Things beckon us with curiosity and then perplex us with their inexhaustible demands, and so we leave off our efforts to engage in a project (or to finish it) and we move on to something else. The daunting spectrum of possibilities that confront us as we go through an ordinary day in the artificial world of ubiquitous technological power wears out our faculty of choosing, and we become increasingly passive. The events of the day “hit us” one after another and we “move through them” as if they are disconnected, discontinuous moments, pieces of life. Or we “react” out of a desperate reach for some sort of coherence, some set of ideas that we fear are being threatened. Emotions are provoked that compound our exhausted, fragmented condition.
Then, when we get a moment “to ourselves,” we feel restless. Our nerves are accustomed to chaotic stimulation, and there is never silence in the technopolis. The air conditioner whirs, traffic goes by, construction workers drill across the street.
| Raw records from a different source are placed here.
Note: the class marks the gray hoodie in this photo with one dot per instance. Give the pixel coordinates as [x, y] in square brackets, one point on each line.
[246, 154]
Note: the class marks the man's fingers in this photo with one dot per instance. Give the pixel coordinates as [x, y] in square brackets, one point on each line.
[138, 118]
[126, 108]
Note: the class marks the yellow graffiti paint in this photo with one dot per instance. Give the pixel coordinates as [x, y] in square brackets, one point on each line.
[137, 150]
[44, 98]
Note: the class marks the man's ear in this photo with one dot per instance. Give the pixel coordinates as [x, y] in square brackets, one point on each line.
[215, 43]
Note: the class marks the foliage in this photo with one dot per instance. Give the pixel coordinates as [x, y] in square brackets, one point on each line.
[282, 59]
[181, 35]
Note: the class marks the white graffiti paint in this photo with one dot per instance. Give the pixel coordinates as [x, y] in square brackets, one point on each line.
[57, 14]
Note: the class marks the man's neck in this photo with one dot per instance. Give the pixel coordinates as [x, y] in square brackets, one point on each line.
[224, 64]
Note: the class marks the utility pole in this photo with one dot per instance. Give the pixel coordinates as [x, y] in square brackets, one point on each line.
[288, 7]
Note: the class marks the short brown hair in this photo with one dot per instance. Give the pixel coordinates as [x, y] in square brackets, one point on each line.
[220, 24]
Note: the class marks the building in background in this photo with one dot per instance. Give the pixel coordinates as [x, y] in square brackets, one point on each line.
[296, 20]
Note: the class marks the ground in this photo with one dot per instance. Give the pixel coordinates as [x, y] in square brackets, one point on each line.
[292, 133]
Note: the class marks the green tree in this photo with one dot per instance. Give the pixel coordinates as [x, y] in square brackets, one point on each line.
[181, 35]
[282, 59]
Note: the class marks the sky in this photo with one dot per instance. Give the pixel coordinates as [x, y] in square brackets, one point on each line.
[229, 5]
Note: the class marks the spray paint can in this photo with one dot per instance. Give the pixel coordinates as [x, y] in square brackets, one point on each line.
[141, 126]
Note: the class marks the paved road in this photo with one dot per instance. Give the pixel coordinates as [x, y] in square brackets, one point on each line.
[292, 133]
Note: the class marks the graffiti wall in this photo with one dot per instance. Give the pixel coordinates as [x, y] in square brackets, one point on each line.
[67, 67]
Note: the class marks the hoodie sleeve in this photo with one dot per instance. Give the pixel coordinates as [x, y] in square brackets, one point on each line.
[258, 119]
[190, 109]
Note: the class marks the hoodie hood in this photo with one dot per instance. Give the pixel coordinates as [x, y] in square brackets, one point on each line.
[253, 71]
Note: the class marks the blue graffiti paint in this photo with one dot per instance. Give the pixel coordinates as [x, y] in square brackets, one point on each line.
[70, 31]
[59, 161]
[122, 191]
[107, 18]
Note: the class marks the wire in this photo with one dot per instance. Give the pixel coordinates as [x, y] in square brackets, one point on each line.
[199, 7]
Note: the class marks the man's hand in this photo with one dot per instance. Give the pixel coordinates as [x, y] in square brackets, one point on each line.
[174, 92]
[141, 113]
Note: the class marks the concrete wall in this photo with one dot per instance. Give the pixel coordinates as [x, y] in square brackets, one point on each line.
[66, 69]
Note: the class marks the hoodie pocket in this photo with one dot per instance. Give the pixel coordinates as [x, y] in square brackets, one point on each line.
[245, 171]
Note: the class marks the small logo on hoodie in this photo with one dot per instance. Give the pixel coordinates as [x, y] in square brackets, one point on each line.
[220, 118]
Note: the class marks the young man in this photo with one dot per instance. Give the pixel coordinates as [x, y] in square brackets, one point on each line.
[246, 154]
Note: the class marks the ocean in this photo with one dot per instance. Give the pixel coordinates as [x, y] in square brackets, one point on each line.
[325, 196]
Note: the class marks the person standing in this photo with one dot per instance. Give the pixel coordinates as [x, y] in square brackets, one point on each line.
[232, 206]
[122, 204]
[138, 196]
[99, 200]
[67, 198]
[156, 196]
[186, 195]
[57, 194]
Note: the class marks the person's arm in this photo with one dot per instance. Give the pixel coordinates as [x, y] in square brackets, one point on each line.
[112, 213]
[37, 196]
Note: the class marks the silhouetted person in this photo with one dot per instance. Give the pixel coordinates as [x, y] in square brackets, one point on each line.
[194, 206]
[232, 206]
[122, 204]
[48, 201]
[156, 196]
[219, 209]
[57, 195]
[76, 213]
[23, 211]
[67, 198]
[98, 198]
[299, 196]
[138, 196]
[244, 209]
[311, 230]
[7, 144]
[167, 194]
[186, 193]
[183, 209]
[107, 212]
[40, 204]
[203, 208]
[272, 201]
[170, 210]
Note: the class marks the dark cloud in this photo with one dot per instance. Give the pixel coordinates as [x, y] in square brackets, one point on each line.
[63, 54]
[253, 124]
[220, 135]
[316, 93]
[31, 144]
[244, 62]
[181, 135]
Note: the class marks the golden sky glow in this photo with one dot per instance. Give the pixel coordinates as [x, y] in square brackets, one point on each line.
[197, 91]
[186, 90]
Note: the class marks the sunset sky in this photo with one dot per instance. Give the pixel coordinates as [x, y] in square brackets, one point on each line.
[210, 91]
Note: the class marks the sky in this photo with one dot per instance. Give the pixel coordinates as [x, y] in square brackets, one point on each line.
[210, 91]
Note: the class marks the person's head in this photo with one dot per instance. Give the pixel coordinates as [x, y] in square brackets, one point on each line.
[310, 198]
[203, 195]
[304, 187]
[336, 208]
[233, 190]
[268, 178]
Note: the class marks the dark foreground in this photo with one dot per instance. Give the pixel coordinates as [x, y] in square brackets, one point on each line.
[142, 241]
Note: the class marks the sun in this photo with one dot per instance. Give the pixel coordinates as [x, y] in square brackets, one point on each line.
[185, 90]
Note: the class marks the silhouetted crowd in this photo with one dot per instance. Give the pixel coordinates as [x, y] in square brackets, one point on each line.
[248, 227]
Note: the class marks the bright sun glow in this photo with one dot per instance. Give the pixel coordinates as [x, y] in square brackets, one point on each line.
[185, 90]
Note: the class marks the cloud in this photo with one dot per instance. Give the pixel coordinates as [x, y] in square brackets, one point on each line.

Clocks no longer “tick tock” but the electronic environment that surrounds us has its own sounds, its “thrum” beneath the threshold of our conscious awareness, its energy coursing all around us, powering the artificial infrastructure that we take for granted in a contemporary house or office.
We are restless. There is always a “tremor” under our feet—I won’t say “on the ground” because our feet are seldom on the actual ground. Our “floors” are constructed, our roads and walkways are concrete, our bodies hurdle over these roads at speeds beyond anything our ancestors dreamed possible while we sit stationary and comfortable inside our great traveling gadgets, and then we exercise on machines in a gym. Our feet rarely touch dirt. But there is always a tremor. Stillness is never entirely still. It’s always a challenge to use our reason, our poor little human reason, and it’s especially hard when our senses are so “stretched”—constantly “plugged in,” enlarged, distracted, scattered, enervated. We are restless.
Our cell phones ring, shake, buzz, and we focus on digital connections near and far. A “world” of information, images, entertainment, opinions that we scroll through, jumping from one thing to another, oblivious to the discontinuity that hinders us from engaging anything in depth. This immensely powerful little gadget has its uses, conveniences, and perhaps it can even be a bit playful.
But how much of all this do we need?
As we scroll through TikTok (or whatever platform we prefer), we might fail to notice that we live our lives in distraction, pulled in so many directions, desires, fears, anger—we live like a TikTok scroll: random, superficial, manipulated, and too fast.
Who is “scrolling through” our lives?